Alors qu’il avait gagné la finale de la CAN il y a un peu plus de deux mois, le Sénégal a finalement perdu son titre sur tapis vert car les joueurs de Pape Thiaw avaient quitté la pelouse pendant de longues minutes contre le Maroc. Pour un grand nombre d’observateurs, cette décision ne passe pas, mais une solution pourrait mettre tout le monde d’accord.

Le 18 janvier dernier, le Sénégal remportait la CAN en prolongations face au Maroc grâce à un but de Pape Gueye. Un moment très important pour les Lions de la Téranga, mais plus de deux mois plus tard, tout a changé. En effet, leur titre leur a été enlevé car ce sont les coéquipiers d’Achraf Hakimi qui ont été finalement déclarés gagnants sur tapis vert. Une décision surprenante, qui a été très largement commentée.
Une nouvelle finale sur terrain neutre ?
Actuellement, Sénégalais comme Marocains s’estiment champions d’Afrique et cette affaire est donc encore loin d’être terminée. Toutefois, à en croire le journaliste Christophe Cessieux, qui s’est exprimé dans Les Grandes Gueules du Sport sur RMC, ce conflit pourrait être réglé d’une manière très étonnante. « Le Maroc va venir jouer en France, à Lens, après-demain, je ne sais pas s’ils vont eux aussi venir avec un trophée, ou un faux trophée en papier pour faire le tour du stade. C’est du grand cinéma, quand même, tout ça. Ce que j’aurais bien aimé, c’est que le Sénégal et le Maroc se retrouvent finalement sur un terrain neutre, à Paris, pour disputer une vraie finale. (…) Ou alors tu leur files une coupe à chacun, mais tu ne vas pas leur retirer leur coupe deux mois après ! »

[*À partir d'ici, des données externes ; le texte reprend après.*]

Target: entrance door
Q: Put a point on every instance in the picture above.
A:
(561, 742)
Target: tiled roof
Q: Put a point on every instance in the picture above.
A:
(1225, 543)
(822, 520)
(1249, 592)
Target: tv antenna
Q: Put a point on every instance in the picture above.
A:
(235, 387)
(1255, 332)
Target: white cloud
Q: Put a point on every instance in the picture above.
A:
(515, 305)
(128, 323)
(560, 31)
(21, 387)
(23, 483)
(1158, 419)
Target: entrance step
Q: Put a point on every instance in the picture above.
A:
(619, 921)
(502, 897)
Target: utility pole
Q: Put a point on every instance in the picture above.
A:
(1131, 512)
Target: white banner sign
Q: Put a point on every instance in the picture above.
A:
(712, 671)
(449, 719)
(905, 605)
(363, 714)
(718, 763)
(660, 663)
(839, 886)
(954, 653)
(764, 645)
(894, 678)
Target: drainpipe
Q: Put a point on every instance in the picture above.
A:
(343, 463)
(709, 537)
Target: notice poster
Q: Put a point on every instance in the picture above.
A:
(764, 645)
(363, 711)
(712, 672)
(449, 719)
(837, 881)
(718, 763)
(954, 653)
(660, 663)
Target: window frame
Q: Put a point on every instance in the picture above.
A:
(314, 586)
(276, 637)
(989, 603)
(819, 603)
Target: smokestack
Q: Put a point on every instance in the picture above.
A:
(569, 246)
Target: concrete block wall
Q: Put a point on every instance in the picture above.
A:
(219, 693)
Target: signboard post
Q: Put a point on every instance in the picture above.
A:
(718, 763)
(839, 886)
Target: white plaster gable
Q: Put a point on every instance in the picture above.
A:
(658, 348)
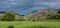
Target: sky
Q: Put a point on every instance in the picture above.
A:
(26, 6)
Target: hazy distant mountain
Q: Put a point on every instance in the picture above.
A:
(41, 13)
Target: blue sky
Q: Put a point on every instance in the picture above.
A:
(25, 6)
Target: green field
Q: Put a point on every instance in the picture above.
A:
(29, 24)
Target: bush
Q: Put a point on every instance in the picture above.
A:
(8, 16)
(10, 27)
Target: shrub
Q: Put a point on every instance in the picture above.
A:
(8, 16)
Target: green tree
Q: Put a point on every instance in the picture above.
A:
(9, 16)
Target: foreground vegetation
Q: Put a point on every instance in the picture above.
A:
(29, 24)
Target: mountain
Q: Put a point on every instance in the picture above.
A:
(41, 13)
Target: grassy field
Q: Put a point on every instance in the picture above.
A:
(29, 24)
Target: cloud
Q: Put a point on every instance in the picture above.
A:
(29, 4)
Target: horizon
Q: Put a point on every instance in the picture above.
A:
(26, 6)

« Il faut trouver une solution qui remette les compteurs à zéro »
Une idée qui enthousiasme aussi David Douillet, qui estime que cela permettrait aux deux pays d’en sortir grandis. « Ce qu’il faudrait faire, c’est trouver une solution. Il y en a une qui a été avancée, c’est de rejouer le match. Pourquoi pas ? C’est peut-être la meilleure. Mais il faut trouver une solution qui remette les compteurs à zéro et qui permette à ces deux nations de sortir grandies de cette affaire. » Un tel scénario paraît toutefois peu probable aujourd’hui.